Mexico City (AFP) – Mexico’s government has shown “total disinterest” in addressing a tidal wave murders and disappearances, and is systematically violating the rights of Central American migrants, Human Rights Watch said Wednesday.
In a scathing report, the organization’s director for the Americas, Jose Miguel Vivanco, called the human rights situation in Mexico a “catastrophe” due to the brutally violent crime gripping the country and the authorities’ failure to act.
He extended the criticism to President Andres Manuel Lopez Obrador, whi he called “an anti-establishment leftist who took office in December 2018 vowing a change in direction for the country”.
“What is truly incomprehensible is that Andres Manuel Lopez Obrador’s government claims to be committed to doing justice in these (murder and missing persons) cases, but doesn’t seem interested in answering a basic question: who are the people responsible for this nightmare?” he said.

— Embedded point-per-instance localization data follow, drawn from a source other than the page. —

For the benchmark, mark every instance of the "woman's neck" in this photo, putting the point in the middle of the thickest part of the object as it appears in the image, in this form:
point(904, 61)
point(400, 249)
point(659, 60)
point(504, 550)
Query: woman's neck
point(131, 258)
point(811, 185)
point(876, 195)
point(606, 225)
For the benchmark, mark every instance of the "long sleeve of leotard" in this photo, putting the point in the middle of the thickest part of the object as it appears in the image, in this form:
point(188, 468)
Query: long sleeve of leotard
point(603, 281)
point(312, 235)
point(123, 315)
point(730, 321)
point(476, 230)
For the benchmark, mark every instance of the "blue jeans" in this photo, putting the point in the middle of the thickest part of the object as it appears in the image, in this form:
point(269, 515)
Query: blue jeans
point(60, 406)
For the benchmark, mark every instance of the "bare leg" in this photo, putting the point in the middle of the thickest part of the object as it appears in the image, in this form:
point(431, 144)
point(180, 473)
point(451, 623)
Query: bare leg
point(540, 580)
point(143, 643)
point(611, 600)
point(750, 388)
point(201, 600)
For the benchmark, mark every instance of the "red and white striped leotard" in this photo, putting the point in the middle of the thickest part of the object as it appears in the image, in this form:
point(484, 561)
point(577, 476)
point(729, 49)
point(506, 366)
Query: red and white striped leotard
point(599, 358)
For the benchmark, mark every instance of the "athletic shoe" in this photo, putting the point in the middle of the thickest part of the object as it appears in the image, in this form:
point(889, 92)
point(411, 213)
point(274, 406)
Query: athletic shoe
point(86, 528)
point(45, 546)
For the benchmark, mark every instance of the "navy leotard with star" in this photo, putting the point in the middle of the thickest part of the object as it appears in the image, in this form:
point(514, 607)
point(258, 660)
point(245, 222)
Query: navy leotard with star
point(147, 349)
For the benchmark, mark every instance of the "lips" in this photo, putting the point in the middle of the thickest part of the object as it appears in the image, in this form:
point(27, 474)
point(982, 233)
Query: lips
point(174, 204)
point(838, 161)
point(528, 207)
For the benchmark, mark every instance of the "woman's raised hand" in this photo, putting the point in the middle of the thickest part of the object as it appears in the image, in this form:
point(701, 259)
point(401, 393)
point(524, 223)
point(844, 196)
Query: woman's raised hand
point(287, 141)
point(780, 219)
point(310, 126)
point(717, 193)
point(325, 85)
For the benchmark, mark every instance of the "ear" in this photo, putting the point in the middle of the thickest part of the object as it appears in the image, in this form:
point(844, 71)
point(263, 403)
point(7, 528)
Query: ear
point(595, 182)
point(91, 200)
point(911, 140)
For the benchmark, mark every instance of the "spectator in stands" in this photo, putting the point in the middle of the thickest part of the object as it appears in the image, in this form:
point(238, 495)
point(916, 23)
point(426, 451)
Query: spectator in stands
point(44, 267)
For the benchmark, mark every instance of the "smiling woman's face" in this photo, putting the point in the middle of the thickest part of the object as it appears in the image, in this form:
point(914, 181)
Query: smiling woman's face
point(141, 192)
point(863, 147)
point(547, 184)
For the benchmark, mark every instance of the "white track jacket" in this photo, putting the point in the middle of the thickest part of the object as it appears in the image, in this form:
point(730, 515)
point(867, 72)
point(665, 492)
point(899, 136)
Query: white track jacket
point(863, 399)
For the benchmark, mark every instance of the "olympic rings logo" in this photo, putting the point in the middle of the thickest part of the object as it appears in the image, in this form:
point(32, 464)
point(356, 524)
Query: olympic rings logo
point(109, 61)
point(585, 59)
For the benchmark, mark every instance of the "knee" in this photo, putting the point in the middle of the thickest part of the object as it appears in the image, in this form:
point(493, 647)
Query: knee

He cited the country’s own damning statistics on the violence, which has been driven by powerful drug cartels fighting the army and each other.
Mexico has registered nearly 275,000 murders since the government launched the “drug war” in 2006. More than 60,000 people have gone missing in the same period.
The authorities regularly uncover mass graves with dozens of bodies. But an estimated 98 percent of violent crimes are never punished.